15 juillet 2026

burkina-eveil

Éveillez-vous à l'actualité du Burkina Faso avec un journalisme rigoureux, citoyen et engagé.

Gabon : le chômage des jeunes, un frein à la croissance malgré les besoins en main-d’œuvre

Un jeune actif sur trois au Gabon reste sans emploi, alors que de nombreux secteurs peinent à recruter des profils qualifiés. Ce paradoxe, révélé par le Rapport national sur le développement humain (RNDH 2026), met en lumière trois défis majeurs : un système éducatif déconnecté des réalités économiques, une économie peu diversifiée et des politiques d’emploi inefficaces.

Les entreprises gabonaises recherchent des techniciens spécialisés, tandis que les jeunes diplômés, formés dans des filières générales, peinent à trouver un poste correspondant à leur niveau de qualification. Cette inadéquation entre l’offre et la demande d’emploi alimente une frustration croissante et une sous-utilisation des compétences locales.
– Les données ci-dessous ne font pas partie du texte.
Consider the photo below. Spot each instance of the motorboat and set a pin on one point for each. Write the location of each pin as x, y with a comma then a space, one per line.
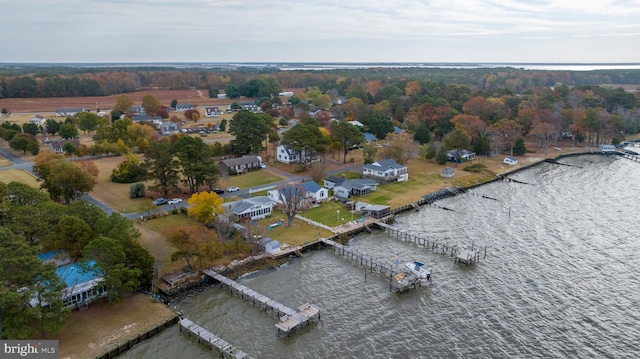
418, 269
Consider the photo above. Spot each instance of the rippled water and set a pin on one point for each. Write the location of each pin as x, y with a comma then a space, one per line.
559, 280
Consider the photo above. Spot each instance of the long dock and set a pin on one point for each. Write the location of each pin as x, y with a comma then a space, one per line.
289, 318
397, 278
213, 341
460, 255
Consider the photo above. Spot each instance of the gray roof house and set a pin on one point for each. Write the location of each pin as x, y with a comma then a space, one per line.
240, 164
251, 208
357, 187
386, 170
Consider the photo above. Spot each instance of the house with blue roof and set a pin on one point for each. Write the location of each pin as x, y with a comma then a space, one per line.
386, 170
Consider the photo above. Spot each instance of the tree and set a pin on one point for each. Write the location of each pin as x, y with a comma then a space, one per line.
72, 234
68, 131
458, 141
150, 104
250, 130
25, 142
123, 104
196, 161
205, 206
130, 170
61, 178
197, 245
291, 201
347, 135
161, 167
110, 258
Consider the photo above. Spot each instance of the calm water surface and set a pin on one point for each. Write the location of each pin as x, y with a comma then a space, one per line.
559, 281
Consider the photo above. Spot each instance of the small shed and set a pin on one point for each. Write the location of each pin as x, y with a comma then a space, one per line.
511, 161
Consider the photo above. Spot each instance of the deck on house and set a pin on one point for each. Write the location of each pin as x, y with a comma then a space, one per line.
289, 318
206, 337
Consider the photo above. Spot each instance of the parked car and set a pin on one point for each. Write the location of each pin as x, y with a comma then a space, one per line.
160, 201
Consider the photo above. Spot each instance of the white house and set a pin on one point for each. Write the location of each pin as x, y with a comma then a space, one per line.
251, 208
511, 161
169, 128
38, 120
386, 170
68, 111
311, 191
212, 111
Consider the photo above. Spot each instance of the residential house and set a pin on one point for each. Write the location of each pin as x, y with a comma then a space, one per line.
332, 181
57, 146
182, 107
357, 187
511, 161
386, 170
212, 111
37, 120
251, 208
311, 191
289, 155
240, 164
69, 112
465, 155
156, 120
169, 128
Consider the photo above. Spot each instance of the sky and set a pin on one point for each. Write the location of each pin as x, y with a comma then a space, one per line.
458, 31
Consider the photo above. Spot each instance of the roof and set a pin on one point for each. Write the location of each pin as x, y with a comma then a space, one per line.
310, 186
238, 161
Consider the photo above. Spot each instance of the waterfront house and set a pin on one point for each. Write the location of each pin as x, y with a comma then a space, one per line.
357, 187
456, 155
386, 170
240, 165
251, 208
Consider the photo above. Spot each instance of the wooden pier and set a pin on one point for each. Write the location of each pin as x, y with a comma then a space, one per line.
460, 255
213, 341
398, 279
289, 318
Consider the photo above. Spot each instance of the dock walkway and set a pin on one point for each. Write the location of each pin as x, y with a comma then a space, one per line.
289, 318
206, 337
459, 255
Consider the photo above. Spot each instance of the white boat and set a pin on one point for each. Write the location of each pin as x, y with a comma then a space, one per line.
418, 269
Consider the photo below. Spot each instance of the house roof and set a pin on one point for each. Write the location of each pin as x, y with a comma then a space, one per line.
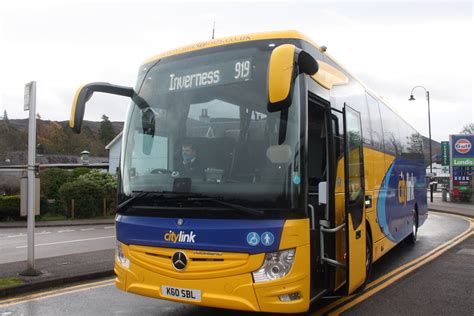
117, 138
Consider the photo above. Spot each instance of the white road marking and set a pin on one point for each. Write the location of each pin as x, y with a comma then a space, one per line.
66, 231
67, 241
20, 235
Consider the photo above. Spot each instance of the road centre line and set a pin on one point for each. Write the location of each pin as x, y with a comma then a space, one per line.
381, 280
66, 231
13, 236
54, 293
66, 242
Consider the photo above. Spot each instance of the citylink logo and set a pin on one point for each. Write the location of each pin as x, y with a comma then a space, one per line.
462, 146
406, 188
180, 237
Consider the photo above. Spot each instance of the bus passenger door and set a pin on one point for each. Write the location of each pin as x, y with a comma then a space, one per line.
354, 200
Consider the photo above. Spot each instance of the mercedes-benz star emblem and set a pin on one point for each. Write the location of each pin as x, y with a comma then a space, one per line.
179, 260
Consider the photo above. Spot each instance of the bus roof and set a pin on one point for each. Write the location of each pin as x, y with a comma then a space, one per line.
265, 36
232, 40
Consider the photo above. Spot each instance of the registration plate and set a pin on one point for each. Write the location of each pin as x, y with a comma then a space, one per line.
176, 292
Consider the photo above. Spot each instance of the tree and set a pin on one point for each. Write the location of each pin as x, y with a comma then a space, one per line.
52, 180
468, 129
106, 130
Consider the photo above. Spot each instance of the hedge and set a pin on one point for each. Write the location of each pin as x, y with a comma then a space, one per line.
87, 196
10, 207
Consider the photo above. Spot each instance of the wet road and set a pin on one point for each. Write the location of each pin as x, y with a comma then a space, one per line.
104, 299
55, 241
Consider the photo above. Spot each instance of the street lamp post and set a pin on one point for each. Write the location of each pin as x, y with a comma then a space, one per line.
412, 98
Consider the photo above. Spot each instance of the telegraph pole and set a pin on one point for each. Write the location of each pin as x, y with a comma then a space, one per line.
30, 105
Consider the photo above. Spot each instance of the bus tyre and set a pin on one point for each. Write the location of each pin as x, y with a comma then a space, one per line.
414, 230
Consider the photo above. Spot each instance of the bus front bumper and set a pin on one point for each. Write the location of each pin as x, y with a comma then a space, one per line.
237, 291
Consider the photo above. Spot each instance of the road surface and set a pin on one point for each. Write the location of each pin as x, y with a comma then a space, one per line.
55, 241
102, 298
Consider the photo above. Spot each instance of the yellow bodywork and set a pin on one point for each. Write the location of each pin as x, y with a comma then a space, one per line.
72, 118
280, 72
224, 279
328, 76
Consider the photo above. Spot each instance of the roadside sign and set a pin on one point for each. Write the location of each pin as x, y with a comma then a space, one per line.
24, 197
445, 153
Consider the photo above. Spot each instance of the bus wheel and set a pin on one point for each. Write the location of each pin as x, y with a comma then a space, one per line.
414, 230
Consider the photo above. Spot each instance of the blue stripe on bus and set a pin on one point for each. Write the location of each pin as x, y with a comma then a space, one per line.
245, 236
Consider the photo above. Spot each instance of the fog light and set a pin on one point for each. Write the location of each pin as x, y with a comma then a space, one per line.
122, 260
290, 297
276, 265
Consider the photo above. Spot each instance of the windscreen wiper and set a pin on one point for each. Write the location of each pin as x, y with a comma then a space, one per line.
139, 195
238, 207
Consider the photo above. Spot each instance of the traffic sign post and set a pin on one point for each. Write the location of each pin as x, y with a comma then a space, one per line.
30, 105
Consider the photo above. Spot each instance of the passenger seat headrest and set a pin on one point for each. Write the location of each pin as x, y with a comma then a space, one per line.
279, 153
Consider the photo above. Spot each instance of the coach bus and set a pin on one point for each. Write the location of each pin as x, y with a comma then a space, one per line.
258, 174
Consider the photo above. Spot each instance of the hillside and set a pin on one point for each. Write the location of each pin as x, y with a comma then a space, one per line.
53, 138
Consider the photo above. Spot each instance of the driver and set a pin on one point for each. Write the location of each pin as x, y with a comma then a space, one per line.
191, 165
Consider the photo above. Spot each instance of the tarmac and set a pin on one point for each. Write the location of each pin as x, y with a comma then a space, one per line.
67, 269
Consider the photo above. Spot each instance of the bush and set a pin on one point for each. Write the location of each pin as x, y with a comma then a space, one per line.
87, 197
77, 172
51, 180
52, 207
10, 207
108, 182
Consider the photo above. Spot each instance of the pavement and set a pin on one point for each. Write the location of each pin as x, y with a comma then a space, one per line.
465, 209
75, 222
442, 287
85, 266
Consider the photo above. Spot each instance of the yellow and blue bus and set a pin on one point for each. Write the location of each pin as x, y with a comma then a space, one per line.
258, 174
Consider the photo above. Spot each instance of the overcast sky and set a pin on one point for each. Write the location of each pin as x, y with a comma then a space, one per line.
391, 46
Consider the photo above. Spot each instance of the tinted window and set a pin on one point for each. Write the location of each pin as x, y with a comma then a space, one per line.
391, 133
376, 123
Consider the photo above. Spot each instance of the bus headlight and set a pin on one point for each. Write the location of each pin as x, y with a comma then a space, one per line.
276, 265
121, 257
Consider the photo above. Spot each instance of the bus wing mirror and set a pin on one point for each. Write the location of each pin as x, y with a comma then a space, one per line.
322, 192
286, 62
84, 93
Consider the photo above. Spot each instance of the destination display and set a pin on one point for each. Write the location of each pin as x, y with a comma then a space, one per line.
217, 74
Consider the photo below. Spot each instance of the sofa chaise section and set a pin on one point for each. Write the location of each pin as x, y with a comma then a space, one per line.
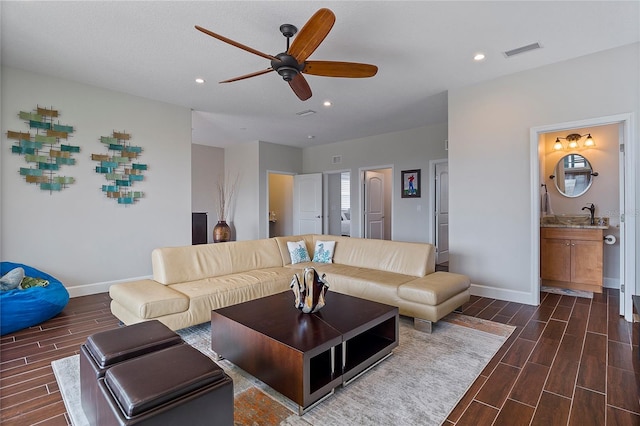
398, 273
190, 281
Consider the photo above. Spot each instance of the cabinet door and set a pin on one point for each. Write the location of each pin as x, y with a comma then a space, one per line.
555, 259
586, 265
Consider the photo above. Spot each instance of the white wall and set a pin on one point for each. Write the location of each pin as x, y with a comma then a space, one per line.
489, 158
404, 150
78, 235
207, 167
273, 158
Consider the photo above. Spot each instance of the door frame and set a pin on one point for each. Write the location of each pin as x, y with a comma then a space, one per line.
325, 194
266, 216
361, 194
432, 198
628, 271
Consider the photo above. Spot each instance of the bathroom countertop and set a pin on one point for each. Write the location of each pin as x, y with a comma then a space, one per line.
559, 225
577, 222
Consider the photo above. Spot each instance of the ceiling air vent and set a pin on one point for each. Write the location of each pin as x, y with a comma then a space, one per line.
517, 51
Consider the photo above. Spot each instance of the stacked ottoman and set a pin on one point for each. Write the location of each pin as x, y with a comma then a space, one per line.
144, 374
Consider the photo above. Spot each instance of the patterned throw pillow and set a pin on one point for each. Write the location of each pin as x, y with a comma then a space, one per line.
12, 279
323, 252
298, 252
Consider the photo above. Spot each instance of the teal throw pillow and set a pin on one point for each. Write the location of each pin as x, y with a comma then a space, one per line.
298, 252
323, 252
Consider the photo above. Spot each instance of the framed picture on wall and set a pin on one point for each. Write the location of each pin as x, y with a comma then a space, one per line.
410, 183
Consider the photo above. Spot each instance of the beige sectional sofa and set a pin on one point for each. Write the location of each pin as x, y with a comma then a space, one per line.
188, 282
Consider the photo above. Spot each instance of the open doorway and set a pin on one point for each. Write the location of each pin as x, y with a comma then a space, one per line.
280, 208
439, 203
338, 203
376, 196
542, 138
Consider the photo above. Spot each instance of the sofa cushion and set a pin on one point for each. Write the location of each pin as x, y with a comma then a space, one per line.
189, 263
434, 288
416, 259
147, 299
217, 292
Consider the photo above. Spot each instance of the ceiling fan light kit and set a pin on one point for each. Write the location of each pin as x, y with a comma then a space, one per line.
292, 64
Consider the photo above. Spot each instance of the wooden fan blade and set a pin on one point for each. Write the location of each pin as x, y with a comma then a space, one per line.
312, 34
300, 87
236, 44
253, 74
339, 69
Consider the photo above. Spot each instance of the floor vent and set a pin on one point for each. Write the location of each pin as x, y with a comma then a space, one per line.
517, 51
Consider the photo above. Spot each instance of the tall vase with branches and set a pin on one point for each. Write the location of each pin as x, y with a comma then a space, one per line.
226, 189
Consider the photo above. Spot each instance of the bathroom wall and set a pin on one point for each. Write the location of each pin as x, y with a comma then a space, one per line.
604, 192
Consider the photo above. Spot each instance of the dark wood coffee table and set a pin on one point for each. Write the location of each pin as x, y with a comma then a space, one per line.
305, 356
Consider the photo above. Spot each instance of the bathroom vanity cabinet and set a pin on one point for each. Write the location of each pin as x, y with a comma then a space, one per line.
572, 258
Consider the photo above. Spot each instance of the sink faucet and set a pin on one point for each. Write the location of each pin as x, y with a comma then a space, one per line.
591, 209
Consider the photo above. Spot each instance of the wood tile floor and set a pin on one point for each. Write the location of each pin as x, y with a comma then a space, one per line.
571, 361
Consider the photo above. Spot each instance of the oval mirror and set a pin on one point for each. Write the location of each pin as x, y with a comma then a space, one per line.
573, 175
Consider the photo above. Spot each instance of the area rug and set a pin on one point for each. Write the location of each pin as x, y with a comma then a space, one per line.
567, 292
419, 384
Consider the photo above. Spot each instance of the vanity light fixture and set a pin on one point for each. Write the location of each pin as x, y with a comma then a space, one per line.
573, 140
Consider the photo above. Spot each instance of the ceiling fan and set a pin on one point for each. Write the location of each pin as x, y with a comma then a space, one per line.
292, 63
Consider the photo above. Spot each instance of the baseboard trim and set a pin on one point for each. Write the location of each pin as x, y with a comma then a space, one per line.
96, 288
503, 294
611, 283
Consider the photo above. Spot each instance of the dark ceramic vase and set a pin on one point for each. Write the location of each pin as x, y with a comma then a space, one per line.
221, 232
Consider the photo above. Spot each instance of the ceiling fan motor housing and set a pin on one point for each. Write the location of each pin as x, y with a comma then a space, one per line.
287, 66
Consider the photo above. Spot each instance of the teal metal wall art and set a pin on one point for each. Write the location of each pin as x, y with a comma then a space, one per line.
118, 168
42, 148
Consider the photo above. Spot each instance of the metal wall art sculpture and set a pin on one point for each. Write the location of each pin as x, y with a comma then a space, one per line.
118, 168
42, 148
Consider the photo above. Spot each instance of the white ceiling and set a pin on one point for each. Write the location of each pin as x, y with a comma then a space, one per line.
422, 49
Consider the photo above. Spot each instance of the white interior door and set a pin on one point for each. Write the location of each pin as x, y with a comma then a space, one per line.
374, 205
442, 212
307, 204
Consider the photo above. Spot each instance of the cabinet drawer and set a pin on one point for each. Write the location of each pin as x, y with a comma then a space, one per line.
572, 233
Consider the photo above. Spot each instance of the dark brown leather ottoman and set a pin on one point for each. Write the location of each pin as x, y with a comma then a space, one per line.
174, 386
108, 348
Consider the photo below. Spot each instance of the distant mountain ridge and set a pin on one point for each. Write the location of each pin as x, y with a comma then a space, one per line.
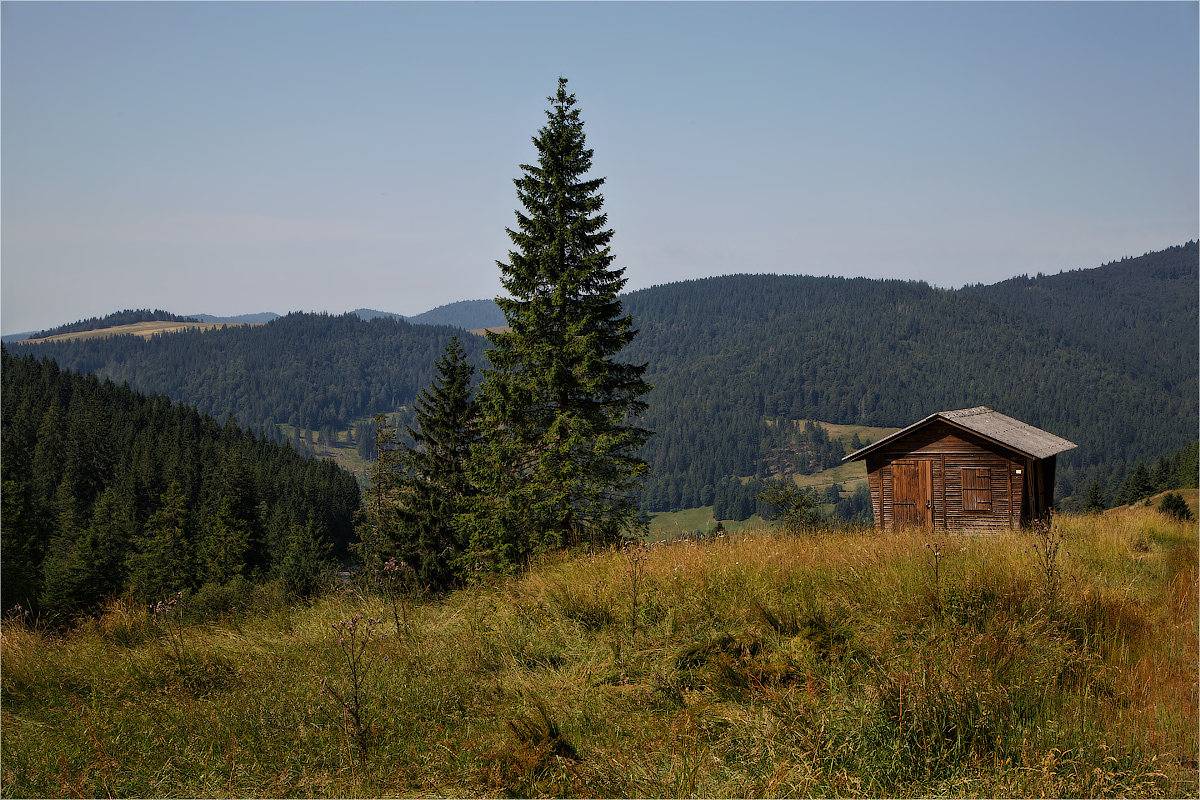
1105, 358
467, 314
245, 319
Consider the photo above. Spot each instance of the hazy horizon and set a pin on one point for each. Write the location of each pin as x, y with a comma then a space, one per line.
231, 158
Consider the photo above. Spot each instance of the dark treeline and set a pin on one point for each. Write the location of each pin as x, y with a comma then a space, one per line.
1105, 358
127, 317
1138, 482
310, 371
108, 492
729, 355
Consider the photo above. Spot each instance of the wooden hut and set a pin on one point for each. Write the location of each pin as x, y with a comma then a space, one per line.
972, 469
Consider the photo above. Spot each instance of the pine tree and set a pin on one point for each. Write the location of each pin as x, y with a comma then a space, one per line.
1096, 499
436, 488
561, 452
378, 524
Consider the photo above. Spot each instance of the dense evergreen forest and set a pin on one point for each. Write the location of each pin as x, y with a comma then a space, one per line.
107, 492
309, 371
1105, 358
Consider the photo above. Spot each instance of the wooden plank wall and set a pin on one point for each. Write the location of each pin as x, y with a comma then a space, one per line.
949, 450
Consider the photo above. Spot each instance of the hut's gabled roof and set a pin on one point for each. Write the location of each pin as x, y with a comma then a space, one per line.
990, 425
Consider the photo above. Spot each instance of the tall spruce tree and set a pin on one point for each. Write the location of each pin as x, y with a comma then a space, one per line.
435, 488
561, 452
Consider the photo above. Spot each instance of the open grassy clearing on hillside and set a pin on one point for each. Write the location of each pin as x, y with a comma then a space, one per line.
145, 330
672, 524
754, 666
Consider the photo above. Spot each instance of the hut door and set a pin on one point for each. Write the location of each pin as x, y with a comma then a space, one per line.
912, 486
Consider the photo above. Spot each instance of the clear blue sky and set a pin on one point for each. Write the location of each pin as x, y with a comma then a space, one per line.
232, 157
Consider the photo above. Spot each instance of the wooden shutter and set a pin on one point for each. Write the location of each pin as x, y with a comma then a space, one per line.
977, 489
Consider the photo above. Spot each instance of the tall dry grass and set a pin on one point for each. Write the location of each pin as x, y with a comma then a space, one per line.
754, 665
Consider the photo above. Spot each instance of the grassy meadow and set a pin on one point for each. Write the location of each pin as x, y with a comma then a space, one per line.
757, 665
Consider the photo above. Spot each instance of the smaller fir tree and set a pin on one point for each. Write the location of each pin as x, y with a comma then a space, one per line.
435, 487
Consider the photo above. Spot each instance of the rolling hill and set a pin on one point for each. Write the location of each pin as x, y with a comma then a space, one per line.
1105, 358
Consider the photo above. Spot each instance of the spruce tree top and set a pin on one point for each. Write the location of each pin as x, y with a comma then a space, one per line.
562, 241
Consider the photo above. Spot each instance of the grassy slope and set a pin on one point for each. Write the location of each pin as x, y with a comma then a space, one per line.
757, 665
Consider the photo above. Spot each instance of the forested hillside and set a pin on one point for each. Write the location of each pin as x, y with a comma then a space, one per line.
468, 314
730, 354
108, 491
1105, 358
307, 371
127, 317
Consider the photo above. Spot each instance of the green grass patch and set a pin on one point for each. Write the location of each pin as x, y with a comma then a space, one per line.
757, 665
672, 524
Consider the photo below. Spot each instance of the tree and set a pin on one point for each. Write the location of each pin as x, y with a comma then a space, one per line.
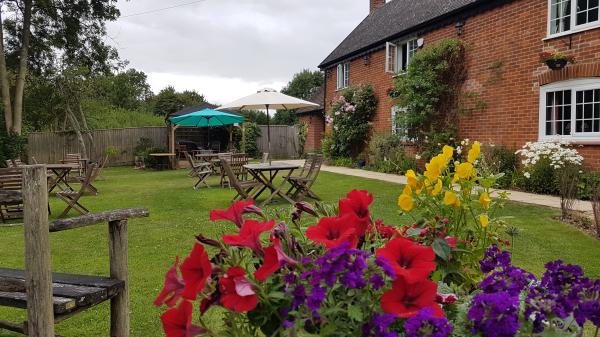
46, 35
304, 84
169, 100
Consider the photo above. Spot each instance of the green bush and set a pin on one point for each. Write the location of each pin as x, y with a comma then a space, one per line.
543, 179
12, 146
250, 146
387, 155
499, 159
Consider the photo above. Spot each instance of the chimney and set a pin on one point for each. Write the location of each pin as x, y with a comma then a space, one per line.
376, 4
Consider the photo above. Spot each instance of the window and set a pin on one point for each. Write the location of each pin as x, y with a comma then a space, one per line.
572, 15
343, 75
398, 56
571, 110
398, 128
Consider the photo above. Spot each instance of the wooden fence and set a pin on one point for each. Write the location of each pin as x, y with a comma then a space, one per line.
284, 141
51, 147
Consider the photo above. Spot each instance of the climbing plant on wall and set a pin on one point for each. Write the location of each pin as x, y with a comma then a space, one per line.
351, 116
430, 92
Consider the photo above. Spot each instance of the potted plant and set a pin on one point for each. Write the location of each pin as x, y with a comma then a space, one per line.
556, 60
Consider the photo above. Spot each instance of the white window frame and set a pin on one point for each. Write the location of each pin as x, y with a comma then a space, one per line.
394, 55
574, 86
343, 76
396, 110
574, 28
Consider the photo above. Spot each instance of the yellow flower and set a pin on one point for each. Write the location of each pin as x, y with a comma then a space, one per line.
437, 189
451, 199
485, 200
465, 170
484, 220
406, 202
412, 178
474, 152
407, 190
448, 152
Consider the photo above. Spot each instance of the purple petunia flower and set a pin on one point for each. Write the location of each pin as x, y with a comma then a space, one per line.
424, 324
494, 315
379, 326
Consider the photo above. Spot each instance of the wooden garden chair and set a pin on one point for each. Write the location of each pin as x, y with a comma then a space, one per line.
243, 187
72, 197
302, 185
50, 297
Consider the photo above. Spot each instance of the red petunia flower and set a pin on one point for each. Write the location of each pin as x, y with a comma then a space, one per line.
357, 202
235, 212
334, 231
249, 235
177, 322
236, 291
387, 232
196, 269
273, 260
406, 300
172, 289
410, 260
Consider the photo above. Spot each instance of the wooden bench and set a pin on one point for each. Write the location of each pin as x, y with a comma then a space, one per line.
53, 297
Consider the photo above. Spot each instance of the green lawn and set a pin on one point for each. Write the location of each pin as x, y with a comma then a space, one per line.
177, 212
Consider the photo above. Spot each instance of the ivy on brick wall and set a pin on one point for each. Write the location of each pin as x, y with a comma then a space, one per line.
351, 115
430, 92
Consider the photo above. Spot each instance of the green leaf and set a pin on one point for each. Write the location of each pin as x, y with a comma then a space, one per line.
355, 313
441, 248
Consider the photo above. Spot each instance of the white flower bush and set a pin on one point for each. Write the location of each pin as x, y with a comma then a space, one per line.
558, 153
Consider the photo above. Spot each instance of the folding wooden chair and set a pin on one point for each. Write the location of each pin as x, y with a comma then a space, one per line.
72, 197
243, 187
301, 185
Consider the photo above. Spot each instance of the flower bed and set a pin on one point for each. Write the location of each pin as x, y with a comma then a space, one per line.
345, 274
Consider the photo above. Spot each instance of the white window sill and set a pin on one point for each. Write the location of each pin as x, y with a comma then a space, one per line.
570, 32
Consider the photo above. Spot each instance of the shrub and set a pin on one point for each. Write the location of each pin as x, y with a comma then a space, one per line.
500, 160
12, 146
351, 115
387, 155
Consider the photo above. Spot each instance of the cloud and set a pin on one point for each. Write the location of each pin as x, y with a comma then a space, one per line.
231, 44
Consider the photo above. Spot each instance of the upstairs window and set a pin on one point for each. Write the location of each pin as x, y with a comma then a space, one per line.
398, 56
571, 110
343, 75
572, 15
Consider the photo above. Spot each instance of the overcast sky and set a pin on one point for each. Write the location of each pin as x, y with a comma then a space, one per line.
226, 49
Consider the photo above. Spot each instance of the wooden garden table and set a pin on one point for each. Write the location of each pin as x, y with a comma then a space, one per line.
61, 171
259, 172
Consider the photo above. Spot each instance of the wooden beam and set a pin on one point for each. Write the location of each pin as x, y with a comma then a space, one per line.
118, 254
38, 276
98, 218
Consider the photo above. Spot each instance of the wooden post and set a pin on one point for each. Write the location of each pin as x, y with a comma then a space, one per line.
118, 251
38, 275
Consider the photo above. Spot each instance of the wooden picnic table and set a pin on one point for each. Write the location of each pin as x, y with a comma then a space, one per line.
61, 171
259, 172
165, 157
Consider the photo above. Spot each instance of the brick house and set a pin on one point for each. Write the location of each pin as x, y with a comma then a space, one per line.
525, 100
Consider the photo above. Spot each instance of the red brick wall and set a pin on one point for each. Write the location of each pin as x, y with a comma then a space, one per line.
316, 127
513, 35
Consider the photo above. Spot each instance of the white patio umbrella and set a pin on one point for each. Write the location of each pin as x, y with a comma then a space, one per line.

Un système éducatif en décalage avec les besoins du marché

Le RNDH 2026 qualifie l’inadéquation entre la formation et les besoins des entreprises de « facteur principal du chômage des jeunes ». Les filières universitaires, majoritairement théoriques, produisent des diplômés qui ne correspondent pas aux profils recherchés par les industries gabonaises. Les secteurs comme la mécanique, l’électrotechnique ou la maintenance industrielle manquent cruellement de main-d’œuvre qualifiée, alors que les jeunes s’orientent vers des métiers saturés.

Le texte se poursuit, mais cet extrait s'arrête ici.